Rome Film Fest Stakeholders Turn to Gov't to Bridge Budget Shortfall
ROME – Stakeholders for the International Rome Film Festival have turned to the Ministry of Culture to help to close what appears to be a budget shortfall, but there is so far no indication that the cash-strapped ministry will be able to help.
People close to the negotiations tell The Hollywood Reporter that Rome artistic director Marco Mueller asked for a total budget of €11 million ($14.2 million), the same budget the festival had in its first year. Existing sources of revenue are expected to fall short of that figure, resulting in a call for help from newly-installed Minister of Culture Massimo Bray or the prospect of a scaled down festival come November.
The meeting of the eight-year-old festival’s four main stakeholders -- the City of Rome, the Region of Lazio, the Rome Chamber of Commerce, and the administrative body that has replaced the provincial government of Rome -- closed with an agreement to provide the same €4 million ($5.2 million) in support the four entities gave last year.
A year ago, cash sponsorship reportedly totaled around €2.4 million ($3.1 million), but experts say the festival will fall short of that figure this year, mostly due to the weak economy. In-kind contributions were worth a little less than €3 million ($3.9 million) -- no indication yet if that will be a reasonable figure to shoot for this year -- plus a “few hundred thousand” euro from ticket sales, according to one source among the stakeholders.
“I think we’re looking at a budget of at least €9 million ($11.6 million), maybe a little more,” said Paolo Fallai, a journalist who covers the film festival for Corriere della Sera, Italy’s largest newspaper.
Last year, the festival got a one-time grant worth €1.8 million ($2.3 million), but reportedly almost half of it was never delivered.
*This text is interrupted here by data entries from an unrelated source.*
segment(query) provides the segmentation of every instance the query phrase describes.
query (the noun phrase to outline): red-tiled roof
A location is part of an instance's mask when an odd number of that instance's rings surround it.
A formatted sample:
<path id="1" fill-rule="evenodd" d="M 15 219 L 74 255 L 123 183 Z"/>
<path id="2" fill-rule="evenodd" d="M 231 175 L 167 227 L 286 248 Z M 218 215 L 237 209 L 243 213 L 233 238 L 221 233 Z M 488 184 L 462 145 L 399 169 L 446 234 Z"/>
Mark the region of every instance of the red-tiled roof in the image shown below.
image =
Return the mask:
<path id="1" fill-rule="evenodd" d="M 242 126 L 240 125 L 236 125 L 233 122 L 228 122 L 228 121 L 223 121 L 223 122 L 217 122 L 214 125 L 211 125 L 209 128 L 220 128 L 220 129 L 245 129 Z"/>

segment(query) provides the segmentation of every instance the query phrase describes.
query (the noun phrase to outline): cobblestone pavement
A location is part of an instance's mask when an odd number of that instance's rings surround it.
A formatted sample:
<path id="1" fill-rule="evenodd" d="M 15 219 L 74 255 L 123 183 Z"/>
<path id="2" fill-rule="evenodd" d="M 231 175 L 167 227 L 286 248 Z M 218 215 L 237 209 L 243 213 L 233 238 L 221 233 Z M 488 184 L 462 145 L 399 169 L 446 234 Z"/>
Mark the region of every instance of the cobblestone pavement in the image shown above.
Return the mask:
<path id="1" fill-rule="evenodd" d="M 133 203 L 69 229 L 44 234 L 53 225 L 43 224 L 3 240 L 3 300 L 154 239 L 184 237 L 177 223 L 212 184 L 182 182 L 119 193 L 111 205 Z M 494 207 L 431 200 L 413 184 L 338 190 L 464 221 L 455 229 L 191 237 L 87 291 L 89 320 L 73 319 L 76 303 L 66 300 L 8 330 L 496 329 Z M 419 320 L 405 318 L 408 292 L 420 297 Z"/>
A repeat grant is unlikely, and the debts stemming from last year’s partial payment could actually subtract from this year’s bottom line.
“The meeting did little more than confirm what we already knew,” said one official close to the talks. “We are where we suspected we would be. But now it’s at least official."
If the shortfall will be bridged, it will have to come from the ministry, which already provides €7 million ($9 million) in support to the rival Venice Film Festival, a figure extremely unlikely to change. Officials from the ministry did not return calls seeking comments, but expert observers said that getting significant financial support from the ministry was a probably a long shot at best.
"The ministry doesn't have a surplus, and if they backed Rome what is to stop other festivals from looking for help," an official close to the talks said, asking not to be named. "The support for Venice is long standing, but they've always drawn a line after that."
The ground could shift further later this month when voters go to the polls to select a new mayor for Rome. Incumbent Gianni Alemanno, a supporter of the festival, is standing for reelection, but is trailing in the polls. If a critic of the festival wins, it could be a blow to the event. The first round in that vote is scheduled for May 26, with a run-off, if needed, to take place June 9-10.
Where does that leave the festival? Barring an unanticipated development, it may just have to make due with less money, though it is unclear if that means a shorter festival, fewer sections, fewer films, or reductions elsewhere. While officials from three of the stakeholders spoke to THR on background, festival officials declined to speak and the festival made no official statement in the wake of Wednesday’s meetings. But to many, the options are clear.
“If a family realizes it will have less money coming in they make certain decisions: maybe they switch to a smaller car, or maybe they take 15 days of vacation instead of a month,” Fallai said. “What we don’t know is where the Rome festival will decide to reduce its spending if that’s what it comes to.”
The festival is scheduled to take place this year Nov. 8-17.